On pourrait citer comme autres exemples de biens collectifs mondiaux la sécurité sanitaire des aliments, la lutte contre les ravageurs des plantes et des maladies animales transfrontières7, la protection des étendues d'eau internationales et la destruction des réserves de pesticides périmés.

Les progrès accomplis depuis le Sommet de Rio de 1992 dans la fourniture de biens collectifs mondiaux relatifs à la terre ont été très lents.

PROGRÈS DE LA FOURNITURE DE BIENS COLLECTIFS MONDIAUX DEPUIS LE SOMMET DE RIO

Action 21 préconise principalement que des mesures soient prises pour réduire les externalités négatives des activités économiques, sans toutefois aborder expressément les biens collectifs mondiaux. Il est par conséquent difficile de définir et d'évaluer directement des indicateurs permettant de mesurer les progrès accomplis à cet égard. On trouvera ci-après un rapide aperçu de ce qui a été réalisé pour certains des biens collectifs mondiaux mentionnés par Action 21.
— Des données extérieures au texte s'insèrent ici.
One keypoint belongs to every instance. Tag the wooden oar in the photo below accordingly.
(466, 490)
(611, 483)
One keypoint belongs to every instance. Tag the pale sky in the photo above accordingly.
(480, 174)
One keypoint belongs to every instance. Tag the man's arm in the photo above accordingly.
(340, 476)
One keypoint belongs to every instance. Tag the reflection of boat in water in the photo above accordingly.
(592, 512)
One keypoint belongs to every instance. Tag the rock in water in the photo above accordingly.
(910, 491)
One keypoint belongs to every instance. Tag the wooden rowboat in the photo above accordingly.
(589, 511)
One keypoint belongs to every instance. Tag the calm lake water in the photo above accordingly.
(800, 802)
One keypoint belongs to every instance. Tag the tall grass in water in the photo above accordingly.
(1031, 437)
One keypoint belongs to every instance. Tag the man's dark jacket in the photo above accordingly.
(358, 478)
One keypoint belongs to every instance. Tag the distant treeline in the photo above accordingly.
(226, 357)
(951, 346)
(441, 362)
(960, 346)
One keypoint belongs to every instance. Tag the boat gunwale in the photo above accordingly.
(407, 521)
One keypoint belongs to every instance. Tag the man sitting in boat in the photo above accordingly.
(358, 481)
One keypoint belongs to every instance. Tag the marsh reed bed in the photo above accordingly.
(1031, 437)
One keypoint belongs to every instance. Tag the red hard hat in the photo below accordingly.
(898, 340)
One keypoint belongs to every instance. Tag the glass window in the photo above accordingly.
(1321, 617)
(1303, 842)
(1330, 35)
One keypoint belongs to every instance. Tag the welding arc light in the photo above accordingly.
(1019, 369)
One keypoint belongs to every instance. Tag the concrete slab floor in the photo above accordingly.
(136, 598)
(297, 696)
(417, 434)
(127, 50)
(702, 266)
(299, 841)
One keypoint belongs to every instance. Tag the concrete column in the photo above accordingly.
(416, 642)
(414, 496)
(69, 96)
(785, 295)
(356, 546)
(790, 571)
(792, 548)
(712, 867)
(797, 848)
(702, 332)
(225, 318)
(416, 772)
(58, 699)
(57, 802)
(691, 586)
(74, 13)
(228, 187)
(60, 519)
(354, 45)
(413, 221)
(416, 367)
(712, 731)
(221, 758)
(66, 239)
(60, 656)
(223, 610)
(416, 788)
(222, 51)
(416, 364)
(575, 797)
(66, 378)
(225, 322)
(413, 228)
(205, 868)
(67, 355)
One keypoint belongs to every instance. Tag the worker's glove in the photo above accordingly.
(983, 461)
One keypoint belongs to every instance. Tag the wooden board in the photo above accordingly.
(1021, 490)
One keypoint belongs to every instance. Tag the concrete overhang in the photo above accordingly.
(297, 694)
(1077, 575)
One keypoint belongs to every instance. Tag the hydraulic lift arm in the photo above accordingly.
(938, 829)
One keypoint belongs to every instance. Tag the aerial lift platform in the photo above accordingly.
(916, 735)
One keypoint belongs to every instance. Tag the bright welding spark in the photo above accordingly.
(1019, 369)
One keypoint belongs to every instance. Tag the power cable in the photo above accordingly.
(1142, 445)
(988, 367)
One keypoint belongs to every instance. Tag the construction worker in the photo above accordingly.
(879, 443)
Remise en état des terres dégradées. Il s'agit notamment de la remise en état complète de terres sévèrement dégradées, de l'amélioration de terres marginales ou arides actuellement exploitées et de l'amélioration des pratiques d'exploitation des terres. Les renseignements dont on dispose sur ces points sont épars et il est difficile d'évaluer la superficie totale des terres qui ont fait l'objet d'une remise en état. Environ 20 pour cent des terres menacées d'aridité dans le monde ont des sols dégradés du fait des activités humaines, mettant en péril les moyens d'existence de plus d'un milliard de personnes 8. Dans l'ensemble, les progrès ont été très lents. Les pertes des terres et la désertification persistent avec une intensité et des effets ressentis plus particulièrement dans de nombreux pays à faible revenu. Une fois régénérés, ces sols pourraient permettre d'accroître la fixation du carbone et améliorer les conditions de vie des personnes menacées.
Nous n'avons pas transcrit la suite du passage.